Similarly, when applied to a switch with IGMP snooping, it is applied either to a Layer 2 interface, a VLAN, or a layer 3 SVI interface. In this case, the particular multicast group addresses are filtered when they pass through the location where IGMP filter is applied. Once again, the filtering is applied on the IGMP join messages and is applied on any such join messages regardless of whether they are on the same or a different subnet.
Laz, Rene,
Can you please help understanding something in detail:
I’ve noticed that you have configured a standard ACL to block H1 to join the mcast group:
R1(config)#ip access-list standard LIMIT_IGMP
R1(config-std-nacl)#deny host 239.2.2.2
On a standard ACL, you block the source IP address but here you want to block the destination IP.
Does this work because of the “igmp” kw when applying the ACL?
I’ve tried to do the same but using an extended ACL and, as expected, it also worked (but I needed to define the mcast IP as destination IP)
R1#sh access-lists
Standard IP access list limit_igmpt
Extended IP access list BLOCKMCASTGROUP
10 deny ip any host 239.2.2.2 (9 matches)
20 permit ip any 224.0.0.0 15.255.255.255 (74 matches)
R1# show run int gig0/0
interface GigabitEthernet0/0
ip address 192.168.1.254 255.255.255.0
ip access-group BLOCKMCASTGROUP in
ip pim dense-mode
ip igmp access-group BLOCKMCASTGROUP
duplex auto
speed auto
media-type rj45
end
Yes, a standard access list will indeed match the source IP address. However, this is the case only when you apply the ACL on an interface. In this particular case, you are using the ip igmp access-group command to reference the ACL to match a particular multicast IP address. In this case, the multicast group will be matched. As stated in this Cisco command reference for the ip igmp access-group command:
Use the ip igmp access-group command to filter groups from Internet Group Management Protocol (IGMP) reports by use of a standard access list … This command is used to restrict hosts on a subnet to joining only multicast groups that are permitted by a standard IP access list…
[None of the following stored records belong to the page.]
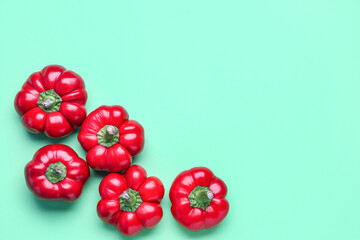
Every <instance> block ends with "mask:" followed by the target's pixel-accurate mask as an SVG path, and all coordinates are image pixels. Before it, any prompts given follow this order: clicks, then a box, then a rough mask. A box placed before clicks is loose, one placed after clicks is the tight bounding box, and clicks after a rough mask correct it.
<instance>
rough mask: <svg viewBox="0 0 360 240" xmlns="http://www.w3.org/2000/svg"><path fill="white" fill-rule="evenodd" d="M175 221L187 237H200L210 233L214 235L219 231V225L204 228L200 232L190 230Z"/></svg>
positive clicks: (187, 237) (202, 236) (196, 237)
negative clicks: (183, 226)
mask: <svg viewBox="0 0 360 240" xmlns="http://www.w3.org/2000/svg"><path fill="white" fill-rule="evenodd" d="M173 222H175V223H174V224H176V226H177V228H178V229H179V231H180V232H182V233H183V234H184V235H185V236H186V238H199V237H204V236H209V235H213V234H215V233H216V232H217V231H219V230H218V229H219V226H215V227H213V228H210V229H202V230H201V231H199V232H193V231H190V230H187V229H186V228H184V227H183V226H181V225H180V224H179V223H178V222H176V221H175V220H174V219H173Z"/></svg>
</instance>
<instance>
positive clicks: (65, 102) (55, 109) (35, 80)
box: [14, 65, 87, 138]
mask: <svg viewBox="0 0 360 240" xmlns="http://www.w3.org/2000/svg"><path fill="white" fill-rule="evenodd" d="M86 100H87V93H86V91H85V84H84V81H83V80H82V78H81V77H80V76H79V75H78V74H76V73H74V72H72V71H69V70H66V69H65V68H64V67H62V66H59V65H49V66H46V67H44V68H43V69H42V70H41V71H40V72H35V73H33V74H31V75H30V77H29V78H28V79H27V81H26V82H25V83H24V85H23V86H22V89H21V91H20V92H18V94H17V95H16V97H15V102H14V105H15V109H16V111H17V113H18V114H19V115H20V116H21V117H22V123H23V125H24V126H25V127H26V128H27V130H29V131H30V132H32V133H41V132H45V134H46V135H47V136H49V137H54V138H56V137H64V136H66V135H68V134H69V133H71V132H72V131H73V130H74V129H75V128H77V127H79V126H80V125H81V123H82V122H83V121H84V119H85V117H86V109H85V103H86Z"/></svg>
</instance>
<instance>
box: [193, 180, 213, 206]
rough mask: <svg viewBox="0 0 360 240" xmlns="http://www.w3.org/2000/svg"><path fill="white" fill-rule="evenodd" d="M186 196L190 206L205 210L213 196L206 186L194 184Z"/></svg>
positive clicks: (212, 197) (208, 189) (209, 189)
mask: <svg viewBox="0 0 360 240" xmlns="http://www.w3.org/2000/svg"><path fill="white" fill-rule="evenodd" d="M188 198H189V201H190V206H191V207H195V208H201V209H203V210H205V209H206V208H207V207H208V206H209V205H210V203H211V200H212V199H213V198H214V194H213V192H212V191H211V190H210V189H209V188H208V187H204V186H195V188H194V189H193V190H192V191H191V193H190V194H189V196H188Z"/></svg>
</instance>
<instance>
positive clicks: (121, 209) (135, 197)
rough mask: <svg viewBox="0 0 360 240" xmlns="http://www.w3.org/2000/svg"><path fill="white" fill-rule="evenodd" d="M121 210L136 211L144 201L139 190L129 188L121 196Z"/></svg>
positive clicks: (120, 197) (127, 211)
mask: <svg viewBox="0 0 360 240" xmlns="http://www.w3.org/2000/svg"><path fill="white" fill-rule="evenodd" d="M119 201H120V210H122V211H124V212H135V211H136V209H137V208H138V207H139V206H140V204H141V203H142V200H141V197H140V194H139V192H137V191H135V190H132V189H131V188H128V189H127V190H126V191H125V192H123V194H121V195H120V197H119Z"/></svg>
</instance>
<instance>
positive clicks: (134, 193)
mask: <svg viewBox="0 0 360 240" xmlns="http://www.w3.org/2000/svg"><path fill="white" fill-rule="evenodd" d="M99 192H100V195H101V198H102V199H101V200H100V201H99V203H98V205H97V212H98V215H99V217H100V218H101V219H102V220H103V221H104V222H106V223H108V224H110V225H113V226H116V228H117V230H118V231H119V232H120V233H122V234H124V235H127V236H133V235H136V234H138V233H139V232H141V230H142V229H143V228H152V227H154V226H155V225H156V224H158V222H159V221H160V220H161V218H162V215H163V212H162V208H161V206H160V202H161V199H162V198H163V196H164V186H163V184H162V183H161V181H160V180H159V179H158V178H156V177H147V174H146V171H145V169H144V168H142V167H140V166H138V165H133V166H131V167H130V168H129V169H128V170H127V171H126V172H125V173H124V174H122V175H120V174H118V173H110V174H109V175H107V176H106V177H105V178H104V179H103V180H102V181H101V183H100V187H99Z"/></svg>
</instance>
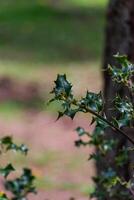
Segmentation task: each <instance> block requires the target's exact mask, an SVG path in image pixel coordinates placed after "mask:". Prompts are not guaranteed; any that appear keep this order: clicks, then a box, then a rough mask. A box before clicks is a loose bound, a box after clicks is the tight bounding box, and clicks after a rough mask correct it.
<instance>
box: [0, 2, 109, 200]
mask: <svg viewBox="0 0 134 200" xmlns="http://www.w3.org/2000/svg"><path fill="white" fill-rule="evenodd" d="M106 7H107V0H95V1H91V0H30V1H27V0H23V1H21V0H20V1H18V0H6V1H5V0H0V112H1V115H0V133H1V135H3V134H6V135H7V134H8V135H12V136H14V137H15V140H16V141H17V142H20V143H21V142H24V143H26V144H27V145H28V146H29V148H30V152H29V155H28V157H27V158H25V157H23V156H15V157H14V158H13V157H12V156H10V159H11V160H13V161H14V163H15V165H16V166H17V167H18V168H21V166H28V167H31V168H32V169H33V173H34V174H35V176H37V181H36V185H37V187H38V189H39V194H38V195H36V196H31V197H30V198H31V200H33V199H37V200H38V199H44V198H46V199H55V200H66V199H69V198H70V197H76V198H77V199H80V200H84V199H88V194H89V192H91V191H92V190H93V185H92V182H91V177H92V176H93V174H94V173H95V170H94V166H93V164H92V163H89V162H88V161H87V160H88V157H89V153H90V152H91V151H93V150H92V149H88V148H83V149H82V148H81V149H76V147H75V146H74V141H75V140H76V139H77V135H76V133H75V131H74V129H75V128H76V127H77V126H78V125H79V126H83V127H85V128H86V129H87V130H89V129H90V127H89V122H90V116H86V117H85V116H83V115H78V116H77V117H76V119H75V120H74V121H73V122H72V121H71V120H70V119H68V118H63V119H61V120H59V121H58V122H55V119H56V117H57V111H58V108H59V106H60V105H58V104H51V105H47V101H48V100H49V99H50V98H51V95H50V94H49V92H50V91H51V90H52V88H53V81H54V80H55V79H56V76H57V74H58V73H59V74H63V73H65V74H67V77H68V79H69V80H70V81H71V82H72V83H73V85H74V87H73V90H74V93H75V94H76V95H77V96H78V97H81V96H82V95H84V93H85V91H86V90H87V89H88V90H90V91H99V90H100V89H101V88H102V81H101V68H100V66H101V61H102V60H101V58H102V53H103V43H104V42H103V41H104V28H105V13H106Z"/></svg>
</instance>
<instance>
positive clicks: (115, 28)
mask: <svg viewBox="0 0 134 200" xmlns="http://www.w3.org/2000/svg"><path fill="white" fill-rule="evenodd" d="M105 34H106V35H105V50H104V61H103V69H107V66H108V64H111V65H115V64H116V63H115V60H114V58H113V55H115V54H116V53H117V52H119V53H120V54H126V55H128V57H129V59H130V60H131V61H133V62H134V0H110V2H109V6H108V11H107V25H106V33H105ZM103 75H104V97H105V100H106V107H105V112H106V115H107V116H108V118H109V119H110V118H111V117H112V115H114V114H115V113H112V112H111V110H110V111H109V108H111V107H112V104H111V103H110V101H109V100H113V98H114V96H115V94H116V93H117V92H118V93H120V94H121V95H123V94H126V91H124V88H121V87H119V86H118V87H117V85H115V84H113V83H112V81H111V78H110V77H109V75H108V74H107V72H106V71H104V74H103ZM106 137H108V138H111V137H112V138H113V137H115V138H117V135H116V134H113V133H112V131H108V133H106ZM118 139H119V146H118V147H117V149H115V150H114V151H113V152H111V153H110V154H109V155H107V157H106V158H104V160H103V161H102V162H103V166H102V167H103V169H104V168H105V167H107V165H110V166H112V167H115V166H114V159H113V158H114V156H115V155H116V154H117V152H118V151H119V149H120V148H121V146H123V145H127V143H128V141H126V139H125V138H124V137H122V136H120V135H119V136H118ZM131 159H132V158H131ZM131 159H130V160H131ZM108 160H109V163H108V162H107V161H108ZM104 163H105V164H104ZM102 167H100V165H98V173H99V172H100V170H102ZM119 173H120V174H121V175H122V176H124V177H125V178H126V179H128V178H129V177H130V174H131V171H129V163H128V165H127V166H124V168H122V169H121V170H120V171H119ZM107 200H110V199H109V198H108V199H107ZM114 200H115V199H114ZM118 200H121V199H118Z"/></svg>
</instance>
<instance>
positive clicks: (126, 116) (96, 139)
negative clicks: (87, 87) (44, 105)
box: [50, 54, 134, 200]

So in this scenario there is really no concept of source or destination address. It simply restricts a host from joining the multicast group indicated in the ACL.
As stated in the same command reference indicated above, when using an extended ACL the command is used to:
…restrict hosts (receivers) on a subnet to membership to only the (S,G) channels that are permitted by an extended IP access list.
Note that only IGMPv3 accommodates the extended access lists which allow you to leverage source-specific multicast (SSM). In the extended access list, you can indicate the source of the multicast traffic as an additional parameter. Does that make sense?